Milley, Bağdadi'nin cesedinin denize atıldığına ilişkin soruya, "Ceset, silahlı çatışma kanunlarına uygun bir şekilde imha edildi." cevabını verdi.
Operasyonda, iki erkek DAEŞ üyesinin sağ ele geçirildiğini aktaran Milley, bu kişilerin ABD'nin elinde tutuklu olduklarını ve güvenli bir üsse götürüldüğünü kaydetti.
"Personel bakımından sadece ABD'nin düzenlediği bir operasyon"
Milley, Bağdadi'nin yerinin tespit edilmesi sürecine de değinerek, "Savunma Bakanlığı nezdindeki birçok birim ve kurumlar arası istihbarat ile hedefin yeri, Suriye'nin bir ilinde Türkiye sınırına 6 kilometre mesafede bir yerde olduğu tespit edildi." diye konuştu.

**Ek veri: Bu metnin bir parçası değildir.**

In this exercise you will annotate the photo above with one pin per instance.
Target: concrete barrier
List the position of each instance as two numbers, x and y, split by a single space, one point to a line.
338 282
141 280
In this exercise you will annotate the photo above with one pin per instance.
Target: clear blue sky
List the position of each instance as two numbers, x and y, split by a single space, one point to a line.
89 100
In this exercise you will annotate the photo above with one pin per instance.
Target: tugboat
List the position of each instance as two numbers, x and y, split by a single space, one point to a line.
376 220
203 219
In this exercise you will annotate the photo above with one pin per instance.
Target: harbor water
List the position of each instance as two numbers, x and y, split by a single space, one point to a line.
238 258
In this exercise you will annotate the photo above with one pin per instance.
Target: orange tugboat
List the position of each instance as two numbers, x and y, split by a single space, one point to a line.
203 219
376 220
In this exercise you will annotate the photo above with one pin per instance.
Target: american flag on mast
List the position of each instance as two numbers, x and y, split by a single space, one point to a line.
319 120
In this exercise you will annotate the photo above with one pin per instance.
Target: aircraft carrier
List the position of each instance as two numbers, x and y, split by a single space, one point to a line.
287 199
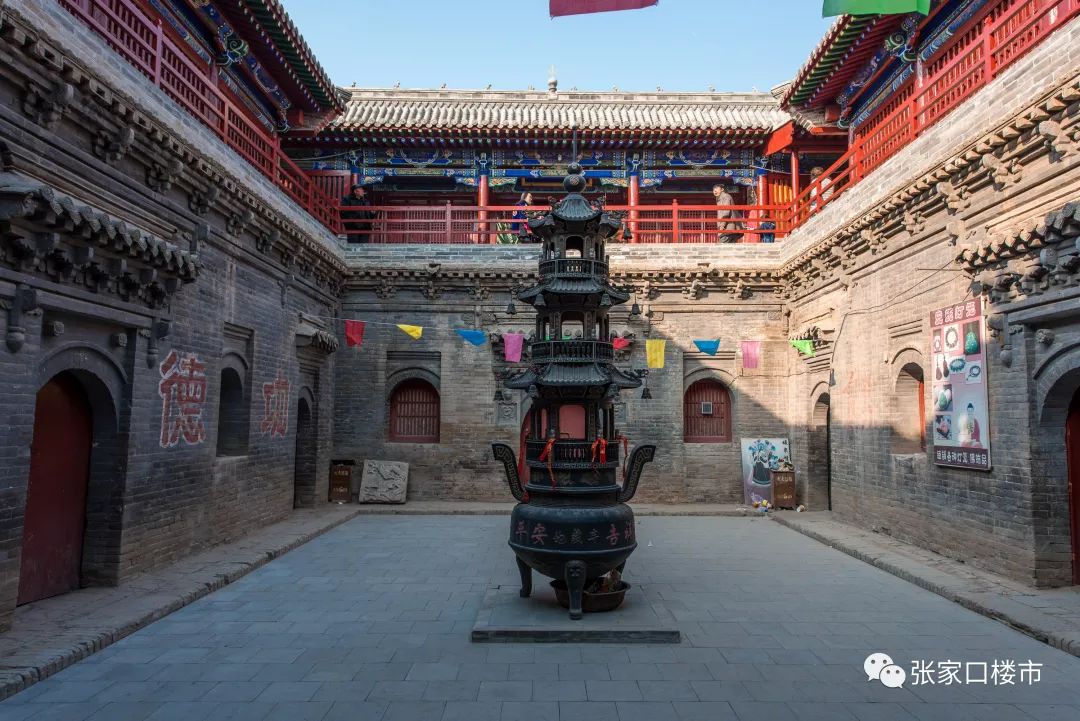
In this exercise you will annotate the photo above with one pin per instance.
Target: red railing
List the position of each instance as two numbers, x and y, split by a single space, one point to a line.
979 54
503 223
143 42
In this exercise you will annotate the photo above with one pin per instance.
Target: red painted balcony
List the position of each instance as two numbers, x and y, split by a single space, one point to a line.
979 54
142 40
489 225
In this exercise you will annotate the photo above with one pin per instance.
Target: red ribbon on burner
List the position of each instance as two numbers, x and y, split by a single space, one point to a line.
545 454
599 444
625 443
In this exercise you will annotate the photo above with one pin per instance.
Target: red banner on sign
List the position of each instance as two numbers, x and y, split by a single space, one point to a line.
559 8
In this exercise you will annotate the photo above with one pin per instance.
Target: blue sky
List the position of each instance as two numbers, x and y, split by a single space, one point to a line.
679 44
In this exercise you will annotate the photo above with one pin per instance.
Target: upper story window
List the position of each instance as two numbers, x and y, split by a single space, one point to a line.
706 412
415 412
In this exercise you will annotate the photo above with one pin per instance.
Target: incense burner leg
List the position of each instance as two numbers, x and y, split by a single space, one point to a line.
526 579
576 586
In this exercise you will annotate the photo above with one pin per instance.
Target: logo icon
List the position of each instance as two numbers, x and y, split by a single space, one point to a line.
879 667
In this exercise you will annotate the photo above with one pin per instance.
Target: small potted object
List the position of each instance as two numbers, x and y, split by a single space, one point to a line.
605 594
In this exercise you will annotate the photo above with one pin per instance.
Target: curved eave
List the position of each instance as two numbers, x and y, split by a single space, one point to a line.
829 54
392 136
561 286
294 53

"SDG'nin komutanı (PKK'lı Ferhat Abdi Şahin), ABD operasyonunda bir SDG üyesinin de yer aldığını, DEAŞ'ın içine birini yerleştirerek istihbarat elde ettiklerini' söylüyor. Bunları teyit edebilir misiniz?" sorusu üzerine, Milley şunları söyledi:
"Bu personel bakımından sadece ABD'nin düzenlediği bir operasyon idi. Biliyorum, medyada yer alan ve SDG'nin de ABD askerleri arasında unsurları, askerleri veya bir askeri olduğuna ilişkin yorumlara atıfta bulunuyorsunuz. SDG ile olup biten her şeyi ifade edemem ama saldırıyı düzenleyen, havada dolaşan uçaklar bakımından bu tamamen bir ABD operasyonu idi."

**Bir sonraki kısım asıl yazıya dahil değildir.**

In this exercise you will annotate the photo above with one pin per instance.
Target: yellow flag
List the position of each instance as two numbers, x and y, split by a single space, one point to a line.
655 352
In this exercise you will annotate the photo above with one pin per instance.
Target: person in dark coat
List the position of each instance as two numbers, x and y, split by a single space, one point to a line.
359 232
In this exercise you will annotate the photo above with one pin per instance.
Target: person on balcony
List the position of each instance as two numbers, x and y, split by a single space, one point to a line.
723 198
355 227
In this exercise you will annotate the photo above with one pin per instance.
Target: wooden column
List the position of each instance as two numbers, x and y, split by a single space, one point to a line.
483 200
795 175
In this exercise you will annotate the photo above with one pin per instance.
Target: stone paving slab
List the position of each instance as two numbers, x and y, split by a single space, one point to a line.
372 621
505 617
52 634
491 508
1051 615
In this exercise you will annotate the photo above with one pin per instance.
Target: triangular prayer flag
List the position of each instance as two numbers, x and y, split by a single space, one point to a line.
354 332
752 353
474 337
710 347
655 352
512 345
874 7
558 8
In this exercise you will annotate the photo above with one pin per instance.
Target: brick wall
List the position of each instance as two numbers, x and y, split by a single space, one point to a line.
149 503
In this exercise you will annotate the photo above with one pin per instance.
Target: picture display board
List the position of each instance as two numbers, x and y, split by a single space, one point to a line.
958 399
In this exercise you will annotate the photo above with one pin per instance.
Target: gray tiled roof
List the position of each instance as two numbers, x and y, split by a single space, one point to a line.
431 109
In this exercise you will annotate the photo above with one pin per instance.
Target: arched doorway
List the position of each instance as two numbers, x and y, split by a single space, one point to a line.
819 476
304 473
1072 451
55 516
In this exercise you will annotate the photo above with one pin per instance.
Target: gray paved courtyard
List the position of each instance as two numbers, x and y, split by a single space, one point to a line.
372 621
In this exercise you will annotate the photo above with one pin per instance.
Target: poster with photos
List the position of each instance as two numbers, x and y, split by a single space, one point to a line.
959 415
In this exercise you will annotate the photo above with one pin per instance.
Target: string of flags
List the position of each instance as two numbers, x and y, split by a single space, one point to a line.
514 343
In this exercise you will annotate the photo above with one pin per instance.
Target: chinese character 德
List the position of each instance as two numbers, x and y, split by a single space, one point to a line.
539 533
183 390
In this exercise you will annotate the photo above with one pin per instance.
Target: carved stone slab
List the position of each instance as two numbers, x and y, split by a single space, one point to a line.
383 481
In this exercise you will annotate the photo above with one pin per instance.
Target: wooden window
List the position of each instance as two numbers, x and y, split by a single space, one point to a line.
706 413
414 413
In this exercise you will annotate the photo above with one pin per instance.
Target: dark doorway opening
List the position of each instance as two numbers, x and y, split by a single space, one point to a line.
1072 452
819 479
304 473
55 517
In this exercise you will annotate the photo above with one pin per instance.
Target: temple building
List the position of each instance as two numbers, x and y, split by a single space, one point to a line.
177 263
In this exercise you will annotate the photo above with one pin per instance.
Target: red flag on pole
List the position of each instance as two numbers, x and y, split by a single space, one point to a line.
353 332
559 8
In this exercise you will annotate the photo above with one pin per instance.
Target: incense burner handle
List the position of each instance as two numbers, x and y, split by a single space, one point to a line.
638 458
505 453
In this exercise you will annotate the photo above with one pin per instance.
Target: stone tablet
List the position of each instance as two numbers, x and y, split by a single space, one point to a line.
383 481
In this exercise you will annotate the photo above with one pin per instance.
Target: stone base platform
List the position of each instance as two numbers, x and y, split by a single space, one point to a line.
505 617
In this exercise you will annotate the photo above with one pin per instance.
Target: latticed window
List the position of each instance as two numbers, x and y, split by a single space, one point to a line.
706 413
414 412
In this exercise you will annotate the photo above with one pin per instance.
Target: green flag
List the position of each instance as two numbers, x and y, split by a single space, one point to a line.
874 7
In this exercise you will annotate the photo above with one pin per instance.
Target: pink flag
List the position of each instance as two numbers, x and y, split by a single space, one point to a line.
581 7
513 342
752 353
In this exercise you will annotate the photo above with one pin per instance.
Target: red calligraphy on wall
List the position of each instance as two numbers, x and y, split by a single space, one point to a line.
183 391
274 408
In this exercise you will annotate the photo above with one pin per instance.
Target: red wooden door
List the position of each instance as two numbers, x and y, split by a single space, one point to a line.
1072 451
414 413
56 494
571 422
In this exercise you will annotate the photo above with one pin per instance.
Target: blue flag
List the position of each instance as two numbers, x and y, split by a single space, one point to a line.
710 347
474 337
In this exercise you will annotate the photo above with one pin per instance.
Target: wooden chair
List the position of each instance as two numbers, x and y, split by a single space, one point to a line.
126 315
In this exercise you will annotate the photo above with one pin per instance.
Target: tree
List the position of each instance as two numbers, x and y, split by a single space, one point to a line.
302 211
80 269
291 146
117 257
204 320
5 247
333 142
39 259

"SDG ile yakın temas ahalinde olacaklar"
Esper, Bağdadi'nin ölümünü, terör örgütü DAEŞ'e yönelik büyük bir darbe olarak nitelerken, İdlib'deki operasyonun oldukça başarılı olduğuna dikkati çekti.

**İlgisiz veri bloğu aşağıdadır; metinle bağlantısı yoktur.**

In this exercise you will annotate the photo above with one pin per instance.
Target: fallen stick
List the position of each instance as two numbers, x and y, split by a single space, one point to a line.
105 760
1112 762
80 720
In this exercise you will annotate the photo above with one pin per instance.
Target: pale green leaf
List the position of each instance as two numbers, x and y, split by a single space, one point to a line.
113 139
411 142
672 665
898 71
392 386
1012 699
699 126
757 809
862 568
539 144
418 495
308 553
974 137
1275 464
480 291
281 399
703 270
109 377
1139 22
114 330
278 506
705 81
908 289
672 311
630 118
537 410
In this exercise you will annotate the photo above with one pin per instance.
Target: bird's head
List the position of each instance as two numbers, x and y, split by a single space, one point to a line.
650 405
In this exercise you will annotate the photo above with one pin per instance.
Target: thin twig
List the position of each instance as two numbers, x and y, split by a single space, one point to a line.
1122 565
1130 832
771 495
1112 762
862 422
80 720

Bağdadi'nin ölümüne rağmen Suriye'de karışıklığın sürdüğünü ifade eden Esper, sözlerini şöyle sürdürdü:
"Buradaki amacımız net olmazsa, burada devam eden çatışmaların içine sürüklenmek oldukça kolay olur. Her sorunu çözmek için hareket etmek, bizim misyonumuz değil. Suriye'deki misyonumuz, 2014'te operasyonlarımızı başlattığımızdan beri aynı: DAEŞ'in kalıcı bir şekilde yenilmesini sağlamak. Bölgeye son zamanlarda yaptığımız konuşlandırmalar, bu misyonu devam ettirmek ve Başkan'a (Donald Trump) seçenek sağlamaktır ve geri kalan askerlerimizi ABD'ye getirmektir. Orada kalanlar, terörle mücadele faaliyetlerine devam ederken, uzun süredir bizimle birlikte savaşan SDG ile yakın temas halinde olacaklar. Ayrıca ABD, Suriye'nin kuzeydoğusundaki petrol yataklarının kontrolünü sağlamış durumda."
"Petrol tesisleirne SDG'nin erişimi sağlanacak"
Esper, ABD'nin oradaki askerlerinin petrol tesislerini DAEŞ'e karşı koruduğunu savunarak, ABD'nin aynı zamanda o bölgede Amerikan askerlerine karşı herhangi bir faaliyette bulunacak herhangi bir gücü de hedef alacağını ifade etti.
ABD askerlerinin bölgede, Rusya ve Esad rejimine bağlı güçleri de petrol tesislerine yaklaştırmama görevi olup olmadığına ilişkin soruya Esper, "Buna kısa bir cevap olarak 'evet' var" yanıtını verdi.
Esper, "(DAEŞ tutuklularının bulunduğu) Hapishaneleri korumak, kendi unsurlarını silahlandırmak ve ABD ile DAEŞ mücadelesine devam etmek için bu petrol tesislerine SDG'nin erişimi sağlanacak." ifadelerini kullandı.
Türkiye'nin Suriye'nin kuzeyinde YPG/PKK terör örgütüne karşı güvenli bölge kurmak üzere başlattığı Barış Pınarı Harekatı'na da değinen Esper, NATO toplantılarında bazı mevkidaşlarının Suriye'nin kuzeyinde güvenli bir bölgenin kurulmasına destek vermek konusunda istekli olduğunu kaydetti.